Ji, A. L., Zhang, X., Chen, W. W., & Huang, W. J. (2017). Genetics insight into the amyotrophic lateral sclerosis/frontotemporal dementia spectrum. Journal of Medical Genetics, 54(3), 145-154.

Jones, K., Hawke, F., Newman, J., Miller, J. A., Burns, J., Jakovljevic, D. G., & Ramdharry, G. (2021). Interventions for promoting physical activity in people with neuromuscular disease. Cochrane Database of Systematic Reviews, 5.

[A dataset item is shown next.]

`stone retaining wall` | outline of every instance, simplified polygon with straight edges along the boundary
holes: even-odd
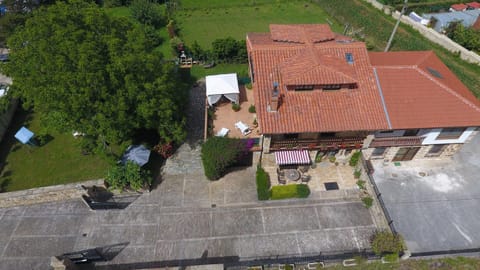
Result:
[[[385,6],[376,0],[364,0],[365,2],[368,2],[372,4],[375,8],[380,9],[384,11],[386,14],[390,14],[391,7]],[[395,11],[392,13],[392,17],[394,19],[398,19],[398,16],[400,16],[400,12]],[[454,53],[460,53],[460,58],[471,63],[475,64],[480,64],[480,55],[476,54],[475,52],[469,51],[465,49],[464,47],[460,46],[458,43],[454,42],[447,36],[438,33],[437,31],[433,30],[432,28],[428,28],[425,25],[415,22],[410,17],[408,16],[402,16],[400,21],[404,24],[407,24],[411,26],[413,29],[417,30],[422,34],[424,37],[429,39],[430,41],[442,46],[443,48],[454,52]]]
[[[86,194],[82,185],[103,186],[103,179],[0,193],[0,208],[79,199]]]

Laquerriere, A., Jaber, D., Abiusi, E., Maluenda, J., Mejlachowicz, D., Vivanti, A., & Melki, J. (2022). Phenotypic spectrum and genomics of undiagnosed arthrogryposis multiplex congenita. Journal of Medical Genetics, 59(6), 559-567.

Pfaff, J., Rivera Monroy, J., Jamieson, C., Rajanala, K., Vilardi, F., Schwappach, B., & Kehlenbach, R. H. (2017). Emery–Dreifuss muscular dystrophy mutations impair TRC40-mediated targeting of emerin to the inner nuclear membrane. Journal of Cell Science, 129(3), 502-516.

Pero, M. E., Meregalli, C., Qu, X., Shin, G. J. E., Kumar, A., Shorey, M., & Bartolini, F. (2021). Pathogenic role of delta 2 tubulin in bortezomib-induced peripheral neuropathy. Proceedings of the National Academy of Sciences, 118(4), e2012685118.

Van de Velde, N. M., Gegenava, T., Koeks, Z., Butcher, S. C., Roest, A. A., Bax, J. J., & Niks, E. H. (2022). Value of global longitudinal strain for identification and monitoring of left ventricular dysfunction in Becker muscular dystrophy. The American Journal of Cardiology, 162, 170-176.